Жоффрей просидел рядом с Анжеликой всю ночь, после того как Марго прибежала и сказала, что Анжелика опять потеряла сознание. Она металась и бредила. Он постоянно накрывал её простыней, вытирал пот с горячечного лба, держал маленькую холодную руку… если она её не вырывала. Кое-что ему стало понятно из её отрывочных видений. Она без конца повторяла имена: Лозен, Карменсита, Франсина. Она с ужасом спрашивала: «Николя, что с ней?» Умоляла: «Мелюзина, помоги им!» С нежностью повторяла — «Благодарю, Андижос». И среди этого бреда он постоянно слышал — «ангелика».
Жоффрей понял, что в последний день произошло что-то связанное с Лозеном, Андижосом и Карменситой. С этим он разберется. Мелюзина… Судя по имени — какая-то колдунья из их края? А Николя и Франсина? Из её прошлого? Скорее всего и прошлое, и настоящее как-то оказались связаны, это и вызвало у нее потрясение. Но он ничего о ней не знает! Он не знает её прошлого! Кто все эти люди и что они для нее значили? Он решил начать с Карменситы и ангелики. Это было легче всего. Потом разберется с Андижосом и Лозеном.
К утру кризис прошел. Анжелика полностью пришла в себя. Но она была только своей тенью. Худенькая, прозрачная и трогательная. И… безразличная. Безразличная ко всему, а не только к нему.
Доктор Перрье не разрешил ей пока вставать. Да ей и не хотелось. Однажды пришла Марго и протянула ей коробочку. В ней были зеленые липкие стебельки — дягиль. Анжелика с изумлением посмотрела на Марго:
— Откуда это?
Марго улыбнулась: это было первое проявление чувств у Анжелики за время болезни.

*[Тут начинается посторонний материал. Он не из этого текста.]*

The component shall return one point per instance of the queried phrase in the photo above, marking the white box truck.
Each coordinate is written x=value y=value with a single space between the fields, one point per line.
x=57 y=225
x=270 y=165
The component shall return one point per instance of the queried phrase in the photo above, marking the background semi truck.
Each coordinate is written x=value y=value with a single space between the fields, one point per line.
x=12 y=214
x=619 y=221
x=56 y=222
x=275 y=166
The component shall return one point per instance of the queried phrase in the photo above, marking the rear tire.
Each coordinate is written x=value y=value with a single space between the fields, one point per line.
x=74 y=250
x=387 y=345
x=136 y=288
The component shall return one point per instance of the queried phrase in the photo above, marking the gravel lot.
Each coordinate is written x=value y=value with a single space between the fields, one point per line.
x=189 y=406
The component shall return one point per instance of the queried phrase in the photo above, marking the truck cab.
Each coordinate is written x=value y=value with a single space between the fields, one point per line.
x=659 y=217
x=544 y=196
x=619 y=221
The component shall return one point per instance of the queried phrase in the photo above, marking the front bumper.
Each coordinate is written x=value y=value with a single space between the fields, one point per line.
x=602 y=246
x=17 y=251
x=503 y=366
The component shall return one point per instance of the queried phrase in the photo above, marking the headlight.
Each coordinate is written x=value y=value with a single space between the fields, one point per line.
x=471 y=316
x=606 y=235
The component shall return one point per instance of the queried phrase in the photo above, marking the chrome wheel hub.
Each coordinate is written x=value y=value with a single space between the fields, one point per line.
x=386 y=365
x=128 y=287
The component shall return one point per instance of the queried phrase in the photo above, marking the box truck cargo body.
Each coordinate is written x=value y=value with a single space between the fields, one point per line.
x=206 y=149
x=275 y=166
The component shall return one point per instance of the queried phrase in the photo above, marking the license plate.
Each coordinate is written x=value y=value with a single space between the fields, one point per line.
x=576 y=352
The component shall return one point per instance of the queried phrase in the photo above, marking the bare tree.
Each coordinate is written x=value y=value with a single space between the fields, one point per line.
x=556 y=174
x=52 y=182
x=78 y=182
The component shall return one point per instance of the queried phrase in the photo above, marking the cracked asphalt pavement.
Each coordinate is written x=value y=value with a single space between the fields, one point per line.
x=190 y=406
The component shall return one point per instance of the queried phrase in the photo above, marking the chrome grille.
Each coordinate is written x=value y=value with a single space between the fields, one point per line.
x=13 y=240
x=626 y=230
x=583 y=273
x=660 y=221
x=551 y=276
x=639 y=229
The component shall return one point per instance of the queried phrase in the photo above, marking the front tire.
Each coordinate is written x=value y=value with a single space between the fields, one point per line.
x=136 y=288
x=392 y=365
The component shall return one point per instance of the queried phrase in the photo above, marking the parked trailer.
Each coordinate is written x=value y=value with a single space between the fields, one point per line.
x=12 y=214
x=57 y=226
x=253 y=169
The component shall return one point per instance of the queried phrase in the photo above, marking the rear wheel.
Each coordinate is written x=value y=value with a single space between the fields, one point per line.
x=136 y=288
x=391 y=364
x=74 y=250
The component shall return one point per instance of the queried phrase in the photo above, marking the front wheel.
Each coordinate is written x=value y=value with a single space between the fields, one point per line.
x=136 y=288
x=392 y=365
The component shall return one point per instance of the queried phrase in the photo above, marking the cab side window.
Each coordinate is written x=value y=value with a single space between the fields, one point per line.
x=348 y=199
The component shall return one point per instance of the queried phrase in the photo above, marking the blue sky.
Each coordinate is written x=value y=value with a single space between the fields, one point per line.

— У моей знакомой тетка — настоятельница монастыря. Они там варят засахаренный дягиль***. Тетка поделилась рецептом с племянницей. Только в монастыре варят на коричневом сахаре, а моя знакомая на белом. И дягиль у нее получается красивого зеленого цвета. Она однажды угощала меня. Вчера мессир граф спросил, не знаю ли я, почему вы могли всю ночь в бреду говорить об ангелике. И я вспомнила, про это лакомство. Он попросил принести для вас немного, если это возможно.
— Я бредила? — растерялась Анжелика.
— Да, всю ночь, когда вы упали в обморок. А мессир де Пейрак сидел рядом, менял вам полотенца на лбу, грел руки, укутывал.
— Зачем? Зачем он сидел, разве нет служанок?
— Он очень переживал. Он был в отчаянии, когда принес вас на руках из комнаты с телескопом.
— Он меня принес? — в смятении проговорила Анжелика.
— Да. Это хорошо, что он был там. Иначе мы могли бы не найти вас до утра. Туда почти никто не ходит. Только слуги иногда. Когда он вас положил на постель, вы были похожи на сломанную лилию. Белая и холодная, совсем не живая. Мне показалось… что я снова вижу его…
— Кого, его?
Марго посмотрела на Анжелику с сомнением, но потом все же рассказала:
— Мессира графа. Я нашла его маленького, замерзшего, изломанного и исполосованного саблями. Все думали, что он не выживет. — Марго говорила тихо, ей было тяжело это вспоминать. — До двенадцати лет он не ходил. Никто не верил, что он встанет и пойдет. Но мать его выходила. Она никому не доверила его лечить, даже докторам.